Paul-André Proulx

Littérature Québecoises

Laverdure, Bertrand.

La Chambre Neptune. Éd. Peuplade, 2016, 234 p.

Les Limites du savoir

Le héros ou l'héroïne du roman se prénomme Tirésias. Est-ce un homme ou une femme ? L'auteur ne le précise pas. Il laisse le gynandromorphisme de son personnage s'exprimer comme bon lui semble. Comme un insecte, il est tantôt l'un ou l'autre. Cette sexualité aléatoire n'empêche pas Tirésias de se consacrer corps et âme aux patients du Centre Émilie-Dickinson, institution vouée aux soins palliatifs en pédiatrie. L'œuvre se penche en particulier sur le cas de la petite Sandrine, une fille d'onze ans, abandonnée à son sort à cause du carriérisme de ses parents, un recherchiste pour un média télévisuel et une mère musicienne.


Ce canevas entrelace la maladie de Sandrine, la sexualité de son médecin traitant et l'actualité. Tous les événements récents trouvent une voie dans ce roman. Et l'auteur y consacre un commentaire appuyé qu'il joint au récit d'une mort appréhendée. Il porte un regard lucide sur ce que l'on vit en dehors de notre destinée personnelle. Il enrichit sa réflexion en faisant appel à l'expérience de collègues écrivains afin de brosser un tableau de l'impact de tout ce qui compose le quotidien comme la musique pop ou les Olympiques.

Cette technique romanesque rapproche le roman de l'essai, un essai qui embrase tous les centres d'intérêts de nos sociétés. En fait, Bertrand Laverdure s'en prend aux fausses interprétations de la soi-disant réalité avec laquelle on doit composer. Il faut aller au-delà des apparences pour saisir ce qui s'y camoufle. C'est une invitation à réfléchir le plus profondément possible sur les enjeux sociaux. Malgré ces détours pas toujours convaincants, l'auteur ne perd pas de vue que le savoir n'aplanit pas toutes les rugosités. La mort reste une donne qui embête encore ceux qui méditent sur le sens de la finitude. Quand Sandrine meurt, Tirésias ne peut l'endosser. La science balbutie encore après des siècles de recherche pour sauver surtout les enfants de l'inéluctable.

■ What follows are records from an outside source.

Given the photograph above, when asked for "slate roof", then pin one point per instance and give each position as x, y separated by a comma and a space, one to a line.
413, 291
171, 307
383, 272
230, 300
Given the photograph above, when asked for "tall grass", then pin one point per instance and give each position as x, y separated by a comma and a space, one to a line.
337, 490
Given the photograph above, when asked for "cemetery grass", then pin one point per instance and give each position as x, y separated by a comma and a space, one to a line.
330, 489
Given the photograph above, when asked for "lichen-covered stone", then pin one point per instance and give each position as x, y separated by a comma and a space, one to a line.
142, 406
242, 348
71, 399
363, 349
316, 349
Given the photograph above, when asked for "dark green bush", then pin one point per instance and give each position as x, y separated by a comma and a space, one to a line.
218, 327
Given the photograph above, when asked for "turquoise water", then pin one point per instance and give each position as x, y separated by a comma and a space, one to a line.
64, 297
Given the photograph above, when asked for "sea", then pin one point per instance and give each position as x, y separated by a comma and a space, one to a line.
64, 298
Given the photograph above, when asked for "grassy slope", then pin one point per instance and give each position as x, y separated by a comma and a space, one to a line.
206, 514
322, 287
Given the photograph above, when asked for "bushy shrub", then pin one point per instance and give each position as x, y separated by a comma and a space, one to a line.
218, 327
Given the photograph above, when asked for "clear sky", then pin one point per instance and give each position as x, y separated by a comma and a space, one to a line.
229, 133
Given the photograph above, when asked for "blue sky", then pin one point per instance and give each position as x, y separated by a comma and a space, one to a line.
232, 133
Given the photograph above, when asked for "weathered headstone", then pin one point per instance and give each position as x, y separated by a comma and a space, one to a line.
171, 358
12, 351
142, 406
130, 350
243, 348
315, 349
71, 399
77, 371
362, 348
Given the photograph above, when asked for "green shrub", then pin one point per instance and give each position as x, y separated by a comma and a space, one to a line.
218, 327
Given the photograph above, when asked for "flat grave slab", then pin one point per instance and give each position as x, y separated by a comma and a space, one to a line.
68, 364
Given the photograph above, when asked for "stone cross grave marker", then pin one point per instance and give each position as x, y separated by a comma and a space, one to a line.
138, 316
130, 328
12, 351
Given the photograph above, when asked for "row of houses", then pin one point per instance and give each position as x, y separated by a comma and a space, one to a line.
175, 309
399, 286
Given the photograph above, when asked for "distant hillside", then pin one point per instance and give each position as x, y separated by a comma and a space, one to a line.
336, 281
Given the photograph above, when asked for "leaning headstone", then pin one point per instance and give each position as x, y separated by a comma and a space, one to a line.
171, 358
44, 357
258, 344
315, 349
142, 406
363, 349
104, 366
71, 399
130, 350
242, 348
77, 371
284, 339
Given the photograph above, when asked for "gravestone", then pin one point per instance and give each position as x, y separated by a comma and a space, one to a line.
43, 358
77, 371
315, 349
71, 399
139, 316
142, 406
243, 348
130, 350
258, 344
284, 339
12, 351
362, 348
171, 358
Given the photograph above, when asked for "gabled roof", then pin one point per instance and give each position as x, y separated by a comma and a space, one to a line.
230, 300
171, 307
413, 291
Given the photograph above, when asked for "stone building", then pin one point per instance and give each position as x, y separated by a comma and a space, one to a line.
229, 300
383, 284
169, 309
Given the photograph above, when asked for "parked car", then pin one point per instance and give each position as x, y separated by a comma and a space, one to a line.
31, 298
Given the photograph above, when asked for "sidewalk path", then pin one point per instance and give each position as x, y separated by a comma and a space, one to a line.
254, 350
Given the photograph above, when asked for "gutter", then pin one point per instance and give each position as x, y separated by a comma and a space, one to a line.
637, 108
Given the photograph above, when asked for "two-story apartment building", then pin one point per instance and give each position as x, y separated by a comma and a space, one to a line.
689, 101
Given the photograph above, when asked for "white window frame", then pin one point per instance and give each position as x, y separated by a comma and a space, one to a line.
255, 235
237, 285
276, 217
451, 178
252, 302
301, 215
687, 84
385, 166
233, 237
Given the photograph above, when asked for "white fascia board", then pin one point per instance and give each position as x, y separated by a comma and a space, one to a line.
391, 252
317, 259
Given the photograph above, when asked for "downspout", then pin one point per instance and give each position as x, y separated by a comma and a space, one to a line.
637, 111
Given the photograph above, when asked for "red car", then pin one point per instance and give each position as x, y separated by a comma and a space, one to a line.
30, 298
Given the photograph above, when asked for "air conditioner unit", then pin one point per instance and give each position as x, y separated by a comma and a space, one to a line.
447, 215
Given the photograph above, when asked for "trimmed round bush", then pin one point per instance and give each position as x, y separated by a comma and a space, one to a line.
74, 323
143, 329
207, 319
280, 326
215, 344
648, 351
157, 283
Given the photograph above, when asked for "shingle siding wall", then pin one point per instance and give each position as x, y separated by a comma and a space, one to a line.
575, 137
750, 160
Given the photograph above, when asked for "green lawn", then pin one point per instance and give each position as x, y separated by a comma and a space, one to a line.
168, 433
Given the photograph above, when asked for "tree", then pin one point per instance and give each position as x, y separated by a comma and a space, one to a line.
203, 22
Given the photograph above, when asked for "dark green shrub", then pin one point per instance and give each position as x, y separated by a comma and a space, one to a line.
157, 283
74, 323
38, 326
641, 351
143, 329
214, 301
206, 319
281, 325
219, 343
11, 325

C'est un beau roman issu d'une plume magistrale qui puise son encre dans le créneau de la poésie. Mais il reste que le parcours romanesque imite celui d'une route en réfection encombrée de cônes orange qui obligent les automobilistes à des détours gênants. La lecture de l'œuvre exige de la patience si l'on veut suivre l'auteur sur l'autoroute qu'il a empruntée.